Thank you so much to the lovely people at Dhow Nature Foods for sending me some gorgeous spices to try. Dhow Nature Foods is an East Africa inspired health food brand and is available online for great natural, pure and organic products. Excellent quality spices, a little goes a long way, so economical too.

I’ve devised this fabulous butternut squash vegan chilli that brings on the flavour with the wonderful African birds eye chilli and turmeric powders. Full of delicious sweet potato, kidney beans for protein and a whole lot of other healthy goodness in a slimming tomato based sauce. If you like your chilli spicy, you are going to love this recipe.

Serves 2

Ingredients

1/2 a teaspoon of Dhow Nature Foods African Birds Eye Chilli Powder

1 teaspoon Dhow Nature Foods Turmeric Powder

2 tablespoons olive oil

1 tin of chopped tomatoes

1 teaspoon light brown sugar

1/4 red onion – diced

2 cloves garlic – minced

4 tablespoons mango juice

2 small sweet potatoes – diced in 2cm cubes

1/2 can kidney beans

4 tablespoons water

1 tablespoon mango chutney

Pinch of salt

Grind of cracked black pepper

Method

Pan fry and brown your diced onion in 2 tablespoons olive oil over a low heat adding your garlic, African Birds Eye Chilli powder and Turmeric powder. Stirring all the time.

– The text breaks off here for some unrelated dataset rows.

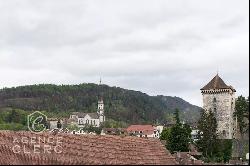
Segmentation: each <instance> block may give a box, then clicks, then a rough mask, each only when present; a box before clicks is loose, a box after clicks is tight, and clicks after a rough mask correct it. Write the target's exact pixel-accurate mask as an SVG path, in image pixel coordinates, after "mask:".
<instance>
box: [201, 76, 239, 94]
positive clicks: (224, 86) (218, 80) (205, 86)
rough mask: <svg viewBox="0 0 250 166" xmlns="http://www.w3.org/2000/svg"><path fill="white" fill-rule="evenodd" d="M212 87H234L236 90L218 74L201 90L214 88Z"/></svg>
mask: <svg viewBox="0 0 250 166" xmlns="http://www.w3.org/2000/svg"><path fill="white" fill-rule="evenodd" d="M212 89H232V90H233V91H234V92H235V91H236V90H235V89H234V88H233V87H232V86H228V85H226V84H225V82H224V81H223V80H222V79H221V78H220V77H219V75H218V74H217V75H216V76H215V77H214V78H213V79H212V80H211V81H210V82H209V83H208V84H207V85H205V86H204V87H203V88H201V90H212Z"/></svg>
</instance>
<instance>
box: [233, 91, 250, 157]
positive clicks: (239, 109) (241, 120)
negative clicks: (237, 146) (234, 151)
mask: <svg viewBox="0 0 250 166" xmlns="http://www.w3.org/2000/svg"><path fill="white" fill-rule="evenodd" d="M234 117H235V118H236V119H237V125H238V128H239V132H240V140H239V150H240V151H239V155H240V156H241V157H243V136H244V134H245V133H246V132H249V97H248V98H247V99H246V98H245V97H243V96H242V95H241V96H239V97H238V98H237V99H236V102H235V112H234Z"/></svg>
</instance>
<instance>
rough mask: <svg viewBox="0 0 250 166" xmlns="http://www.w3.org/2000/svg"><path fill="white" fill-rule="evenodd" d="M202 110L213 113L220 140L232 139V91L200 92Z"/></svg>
mask: <svg viewBox="0 0 250 166" xmlns="http://www.w3.org/2000/svg"><path fill="white" fill-rule="evenodd" d="M202 95H203V108H204V109H205V110H207V111H209V110H211V111H212V112H214V113H215V116H216V119H217V123H218V128H217V132H218V134H219V138H221V139H232V138H233V137H234V130H235V120H234V118H233V113H234V111H235V94H234V92H233V91H232V90H230V89H228V90H209V91H202Z"/></svg>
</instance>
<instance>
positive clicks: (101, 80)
mask: <svg viewBox="0 0 250 166" xmlns="http://www.w3.org/2000/svg"><path fill="white" fill-rule="evenodd" d="M101 84H102V77H100V83H99V85H101Z"/></svg>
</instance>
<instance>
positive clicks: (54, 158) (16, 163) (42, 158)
mask: <svg viewBox="0 0 250 166" xmlns="http://www.w3.org/2000/svg"><path fill="white" fill-rule="evenodd" d="M23 137H26V138H29V139H30V138H34V137H35V138H38V137H40V138H46V139H48V137H52V138H54V139H55V138H56V137H62V141H61V142H62V144H61V146H62V153H55V152H53V151H52V153H50V154H49V153H40V154H39V153H38V154H37V153H34V151H32V149H34V144H32V143H31V142H29V143H23V142H21V141H19V142H13V141H14V139H16V140H21V138H23ZM45 144H46V145H51V146H52V147H55V146H56V144H53V143H48V142H45V143H43V142H41V144H40V149H41V150H40V151H43V150H44V145H45ZM15 145H20V146H21V147H23V146H25V148H26V151H29V152H30V153H29V154H26V153H24V152H23V151H21V152H20V153H14V152H13V149H12V148H13V146H15ZM52 149H53V148H52ZM4 164H6V165H8V164H20V165H23V164H28V165H30V164H32V165H42V164H49V165H51V164H53V165H54V164H60V165H63V164H68V165H96V164H97V165H101V164H102V165H104V164H105V165H111V164H112V165H114V164H115V165H124V164H128V165H135V164H144V165H145V164H158V165H159V164H161V165H174V164H177V162H176V160H175V158H174V157H173V156H171V154H170V153H169V152H168V151H167V150H166V149H165V147H164V145H162V144H161V143H160V141H159V140H157V139H143V138H138V137H129V136H128V137H120V136H101V135H71V134H57V135H52V134H50V133H47V132H44V133H41V134H34V133H31V132H14V131H2V132H0V165H4Z"/></svg>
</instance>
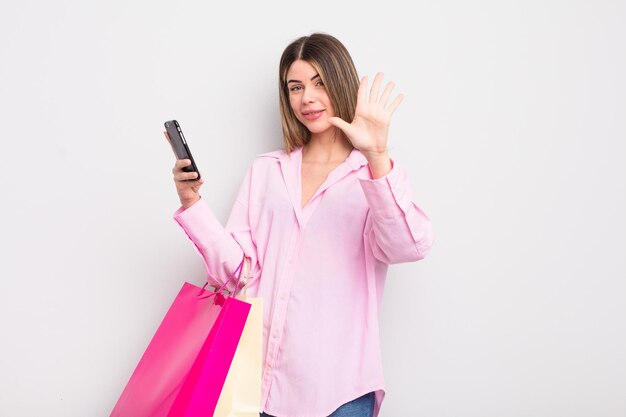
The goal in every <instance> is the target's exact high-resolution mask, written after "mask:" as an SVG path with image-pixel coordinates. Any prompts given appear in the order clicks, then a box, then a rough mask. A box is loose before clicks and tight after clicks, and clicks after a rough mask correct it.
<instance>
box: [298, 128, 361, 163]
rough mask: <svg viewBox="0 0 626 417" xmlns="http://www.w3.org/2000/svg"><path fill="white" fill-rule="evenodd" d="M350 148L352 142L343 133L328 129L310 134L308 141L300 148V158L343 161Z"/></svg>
mask: <svg viewBox="0 0 626 417" xmlns="http://www.w3.org/2000/svg"><path fill="white" fill-rule="evenodd" d="M352 149H353V146H352V144H351V143H350V142H348V140H347V139H345V138H344V137H343V135H340V134H339V133H338V132H335V131H334V129H328V130H327V131H326V132H323V133H320V134H316V135H312V136H311V140H310V141H309V143H307V144H306V145H304V146H303V148H302V159H303V160H305V161H308V162H333V161H344V160H345V159H346V158H347V157H348V155H350V152H352Z"/></svg>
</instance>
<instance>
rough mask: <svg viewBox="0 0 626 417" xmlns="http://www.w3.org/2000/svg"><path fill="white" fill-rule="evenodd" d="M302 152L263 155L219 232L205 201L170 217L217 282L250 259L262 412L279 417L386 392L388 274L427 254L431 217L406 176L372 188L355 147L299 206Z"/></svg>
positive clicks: (311, 409)
mask: <svg viewBox="0 0 626 417" xmlns="http://www.w3.org/2000/svg"><path fill="white" fill-rule="evenodd" d="M301 166H302V149H301V148H297V149H296V150H294V151H293V152H291V153H290V154H288V153H286V152H284V151H275V152H270V153H266V154H261V155H259V156H258V157H257V158H256V159H255V160H254V161H253V163H252V165H251V167H250V168H249V169H248V172H247V174H246V176H245V179H244V180H243V183H242V185H241V187H240V190H239V193H238V195H237V198H236V201H235V203H234V206H233V208H232V211H231V213H230V216H229V218H228V221H227V224H226V227H224V226H222V224H221V223H220V221H219V220H218V219H217V218H216V217H215V215H214V214H213V213H212V211H211V210H210V209H209V207H208V205H207V204H206V203H205V202H204V200H202V199H200V200H199V201H198V202H197V203H195V204H194V205H192V206H191V207H188V208H187V209H184V208H183V207H181V208H179V209H178V210H177V211H176V213H175V214H174V219H175V220H176V221H177V222H178V223H179V224H180V226H181V227H182V228H183V229H184V231H185V232H186V233H187V235H188V236H189V238H190V239H191V241H192V242H193V243H194V245H195V247H196V249H197V250H198V252H199V254H200V255H201V257H202V259H203V261H204V265H205V267H206V269H207V272H208V278H207V279H208V280H209V282H210V283H211V284H212V285H221V284H222V283H223V282H224V281H225V280H226V279H227V278H228V277H229V276H230V275H231V273H232V272H233V271H234V270H235V269H236V267H237V266H238V265H239V264H240V262H241V259H242V257H243V256H247V257H249V258H250V260H251V263H250V264H251V275H250V276H251V278H250V279H251V281H250V286H249V289H248V295H251V296H258V297H261V298H263V300H264V329H263V372H262V393H261V407H262V409H263V410H264V411H265V412H266V413H268V414H271V415H274V416H277V417H326V416H328V415H329V414H331V413H332V412H333V411H334V410H335V409H336V408H338V407H339V406H341V405H342V404H344V403H346V402H348V401H351V400H353V399H355V398H357V397H359V396H361V395H363V394H366V393H368V392H371V391H375V393H376V395H375V397H376V402H375V412H374V415H375V416H377V415H378V413H379V410H380V405H381V403H382V401H383V398H384V394H385V391H384V390H385V385H384V378H383V370H382V362H381V353H380V346H379V345H380V340H379V325H378V314H379V309H380V306H381V302H382V296H383V287H384V284H385V276H386V273H387V267H388V265H389V264H392V263H399V262H409V261H417V260H419V259H422V258H424V256H426V254H427V253H428V251H429V249H430V247H431V245H432V229H431V224H430V221H429V219H428V217H427V216H426V215H425V214H424V213H423V212H422V210H420V208H419V207H418V206H417V205H416V204H415V203H414V202H413V201H412V198H411V189H410V186H409V181H408V179H407V175H406V173H405V172H404V171H403V170H402V169H401V168H400V167H399V166H397V165H396V164H393V163H392V169H391V171H390V172H389V173H388V174H387V175H385V176H384V177H382V178H378V179H375V180H373V179H372V177H371V172H370V170H369V167H368V165H367V160H366V159H365V157H364V156H363V154H362V153H361V152H360V151H358V150H357V149H353V150H352V152H351V153H350V155H349V156H348V158H347V159H346V160H345V161H344V162H343V163H342V164H340V165H339V166H337V167H336V168H335V169H334V170H333V171H332V172H331V173H330V174H329V175H328V177H327V178H326V180H325V181H324V183H323V184H322V185H321V186H320V188H319V189H318V190H317V192H316V193H315V194H314V195H313V197H312V198H311V199H310V200H309V202H308V203H307V204H306V205H305V206H304V207H301V201H302V196H301V184H302V181H301Z"/></svg>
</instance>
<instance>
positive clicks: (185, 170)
mask: <svg viewBox="0 0 626 417" xmlns="http://www.w3.org/2000/svg"><path fill="white" fill-rule="evenodd" d="M165 130H166V131H167V135H168V136H169V137H170V143H171V144H172V148H173V149H174V153H175V154H176V158H177V159H191V165H190V166H186V167H184V168H183V171H185V172H197V173H198V177H197V178H196V180H199V179H200V171H198V167H197V166H196V161H194V159H193V156H192V155H191V151H190V150H189V145H187V141H186V140H185V135H183V130H182V129H181V128H180V124H179V123H178V122H177V121H176V120H168V121H167V122H165Z"/></svg>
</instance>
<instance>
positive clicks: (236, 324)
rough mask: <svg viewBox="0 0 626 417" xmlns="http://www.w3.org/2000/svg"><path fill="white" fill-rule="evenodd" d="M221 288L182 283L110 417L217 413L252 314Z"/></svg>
mask: <svg viewBox="0 0 626 417" xmlns="http://www.w3.org/2000/svg"><path fill="white" fill-rule="evenodd" d="M240 268H241V265H240ZM237 285H238V284H237ZM205 287H206V285H205ZM236 288H237V287H236ZM222 290H223V288H221V289H218V290H216V291H208V290H205V289H204V287H203V288H200V287H197V286H195V285H193V284H190V283H188V282H185V283H184V284H183V287H182V288H181V290H180V292H179V293H178V295H177V296H176V298H175V299H174V302H173V303H172V305H171V306H170V309H169V310H168V312H167V314H166V315H165V318H164V319H163V321H162V322H161V324H160V326H159V328H158V329H157V331H156V333H155V334H154V336H153V338H152V340H151V341H150V343H149V345H148V347H147V349H146V350H145V352H144V354H143V356H142V357H141V359H140V361H139V363H138V364H137V367H136V368H135V370H134V372H133V374H132V375H131V377H130V380H129V381H128V383H127V385H126V387H125V388H124V390H123V392H122V395H121V396H120V398H119V399H118V401H117V403H116V404H115V407H114V408H113V411H112V412H111V415H110V416H111V417H196V416H198V417H199V416H202V417H206V416H212V415H213V412H214V409H215V406H216V404H217V400H218V398H219V396H220V392H221V390H222V387H223V385H224V381H225V379H226V375H227V374H228V370H229V367H230V364H231V362H232V360H233V357H234V355H235V351H236V349H237V345H238V343H239V339H240V337H241V333H242V331H243V328H244V326H245V323H246V319H247V317H248V313H249V311H250V304H249V303H246V302H244V301H242V300H238V299H236V298H235V297H234V296H231V295H228V294H223V293H222Z"/></svg>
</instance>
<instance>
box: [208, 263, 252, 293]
mask: <svg viewBox="0 0 626 417" xmlns="http://www.w3.org/2000/svg"><path fill="white" fill-rule="evenodd" d="M245 260H246V255H245V254H244V256H243V258H242V259H241V262H240V263H239V266H238V267H237V268H236V269H235V271H234V272H233V273H232V274H230V276H229V277H228V279H227V280H226V281H224V283H223V284H222V285H221V286H220V287H219V288H214V291H212V292H211V293H210V294H206V295H202V293H203V292H204V290H205V288H206V287H207V286H208V285H209V281H208V280H207V282H205V283H204V285H203V286H202V288H201V289H200V292H199V293H198V298H208V297H212V296H214V295H215V294H218V293H223V292H226V293H227V294H230V295H232V296H233V297H234V296H236V295H237V292H238V290H239V282H240V281H241V274H242V272H243V265H244V262H245ZM235 274H237V281H235V289H234V290H233V291H232V292H231V291H228V290H227V289H226V286H227V285H228V283H229V282H231V281H233V280H234V278H235ZM211 276H212V275H211ZM246 285H247V283H246Z"/></svg>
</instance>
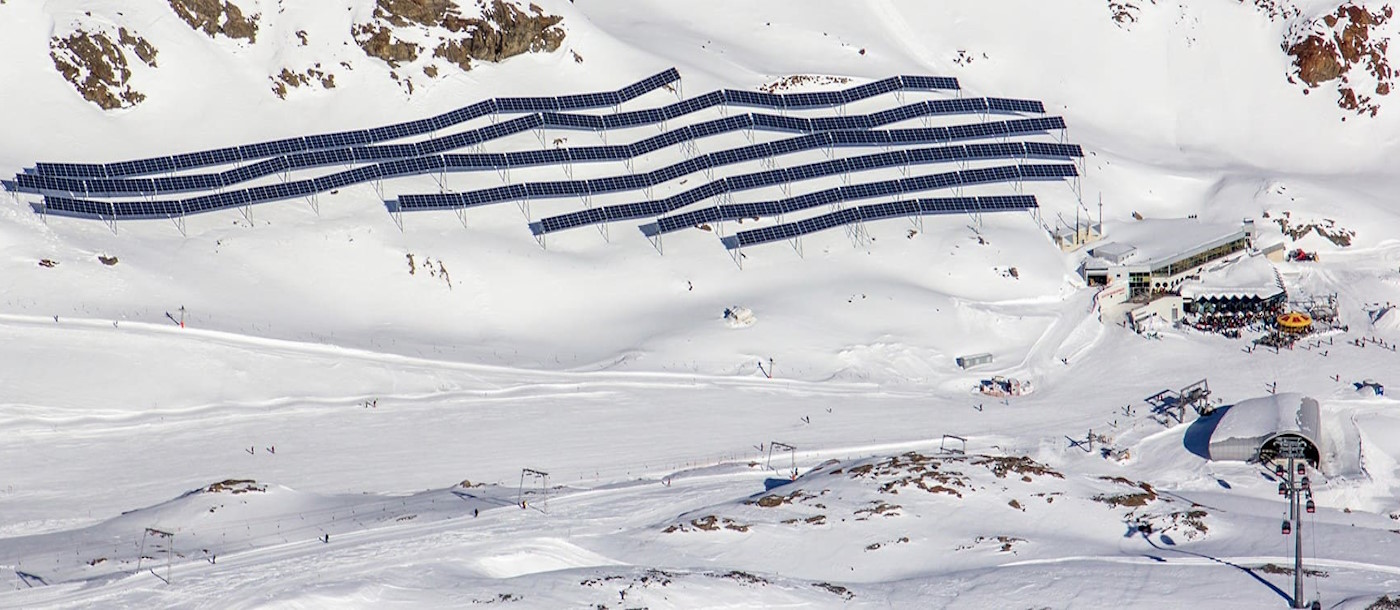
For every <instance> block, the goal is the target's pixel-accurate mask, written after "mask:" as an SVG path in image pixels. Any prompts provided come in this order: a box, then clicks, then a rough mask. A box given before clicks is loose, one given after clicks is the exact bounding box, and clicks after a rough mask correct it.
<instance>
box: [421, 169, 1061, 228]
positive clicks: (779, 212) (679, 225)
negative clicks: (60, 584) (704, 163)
mask: <svg viewBox="0 0 1400 610" xmlns="http://www.w3.org/2000/svg"><path fill="white" fill-rule="evenodd" d="M1054 175H1057V176H1060V178H1070V176H1075V175H1078V171H1077V169H1075V166H1074V165H1002V166H997V168H984V169H963V171H958V172H946V173H934V175H925V176H916V178H904V179H895V180H883V182H868V183H861V185H851V186H840V187H836V189H827V190H822V192H816V193H809V194H802V196H797V197H790V199H784V200H780V201H771V204H770V206H769V207H764V204H748V206H749V207H745V208H728V210H727V208H724V207H722V206H721V207H720V208H718V210H717V211H715V213H708V215H703V214H699V215H694V217H685V218H683V220H679V218H682V217H679V215H678V217H672V218H671V220H666V217H662V218H658V221H657V227H655V228H650V227H648V228H643V232H645V234H650V235H655V234H662V232H669V231H675V229H678V228H685V227H693V225H694V224H697V222H694V218H707V220H701V222H706V221H715V220H722V218H724V217H725V215H729V217H731V218H734V220H738V218H746V217H752V215H764V214H752V211H767V215H777V214H787V213H792V211H801V210H806V208H811V207H815V206H823V204H833V203H841V201H850V200H858V199H871V197H883V196H895V194H903V193H917V192H921V190H934V189H948V187H953V186H972V185H983V183H994V182H1016V180H1023V179H1051V178H1050V176H1054ZM715 185H720V186H715ZM727 186H728V180H717V182H711V183H710V185H707V186H703V187H700V189H694V190H693V192H687V193H692V194H687V193H682V196H676V197H668V199H664V200H657V201H644V203H634V204H624V206H605V207H595V208H592V210H585V211H584V213H574V214H561V215H554V217H547V218H542V220H540V221H539V222H535V224H532V225H531V227H532V229H535V228H538V231H535V234H536V235H542V234H547V232H554V231H563V229H568V228H574V227H584V225H589V224H595V222H601V221H616V220H633V218H645V217H648V215H658V214H655V213H654V211H655V210H662V211H661V213H662V214H666V213H671V211H675V210H679V208H680V207H685V206H689V204H692V203H696V201H701V200H704V199H708V197H711V196H715V194H720V193H724V192H727V190H725V187H727ZM402 201H403V199H402V197H400V204H402ZM638 208H641V210H647V213H645V214H638V215H629V214H630V210H638ZM598 218H602V220H598Z"/></svg>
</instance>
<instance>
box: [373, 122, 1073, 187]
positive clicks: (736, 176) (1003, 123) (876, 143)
mask: <svg viewBox="0 0 1400 610" xmlns="http://www.w3.org/2000/svg"><path fill="white" fill-rule="evenodd" d="M1054 125H1058V126H1061V127H1063V126H1064V123H1063V119H1060V118H1057V116H1056V118H1044V119H1023V120H1015V122H1005V123H983V125H979V126H969V127H973V129H958V130H956V132H958V133H949V132H951V130H949V129H945V127H925V129H907V130H895V132H836V133H830V132H827V133H819V134H812V136H804V137H797V139H791V140H784V141H777V143H771V144H755V146H748V147H741V148H731V150H725V151H720V152H713V154H707V155H700V157H693V158H690V159H687V161H682V162H679V164H673V165H668V166H665V168H661V169H655V171H651V172H645V173H633V175H623V176H609V178H595V179H588V180H554V182H525V183H517V185H507V186H497V187H491V189H482V190H469V192H465V193H434V194H405V196H400V197H399V199H398V200H396V201H391V203H389V206H391V210H393V211H402V210H451V208H462V207H476V206H484V204H490V203H500V201H519V200H526V199H553V197H574V196H582V194H589V196H591V194H603V193H616V192H623V190H640V189H645V187H648V186H657V185H661V183H664V182H668V180H673V179H678V178H682V176H686V175H690V173H694V172H700V171H706V169H714V168H720V166H724V165H732V164H738V162H743V161H753V159H762V158H771V157H776V155H781V154H790V152H797V151H802V150H813V148H826V147H830V146H874V144H890V143H892V141H899V143H900V144H917V143H944V141H949V140H955V139H965V137H966V139H976V137H988V136H990V134H1025V133H1039V132H1046V130H1047V129H1053V127H1051V126H1054ZM892 133H893V134H895V136H897V137H899V140H893V139H892V137H890V134H892ZM1082 155H1084V151H1082V150H1081V148H1079V147H1078V146H1077V144H1049V143H1021V141H1012V143H1002V144H967V146H949V147H938V148H910V150H895V151H890V152H881V154H874V155H862V157H850V158H837V159H832V161H823V162H818V164H808V165H798V166H794V168H787V169H771V171H767V172H759V173H748V175H741V176H734V178H727V179H724V180H718V182H721V186H711V185H706V186H700V187H696V189H692V190H687V192H686V193H682V194H678V196H676V197H673V199H675V200H676V201H678V206H687V204H690V203H694V201H696V200H703V199H704V197H707V196H708V194H701V196H699V199H696V200H692V199H687V197H689V196H690V194H692V193H701V192H706V189H720V190H721V192H731V190H743V189H753V187H760V186H770V185H781V183H791V182H799V180H806V179H812V178H820V176H830V175H840V173H850V172H858V171H865V169H878V168H889V166H907V165H921V164H937V162H952V161H976V159H988V158H1030V157H1039V158H1075V157H1082ZM448 157H451V155H448Z"/></svg>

Now add your kidney beans, diced sweet potato, tinned tomatoes, light brown sugar, mango chutney, water and mango juice. Stir to combine. I always have a taste at this stage, then season with salt and cracked black pepper.

Cover and simmer for approximately 35 minutes so the sweet potato is nice and soft, making sure you stir every now and then.

Tip: I like to serve with coriander and extra mango chutney. I find the sweetness of the mango against the heat of the chilli powder works really well.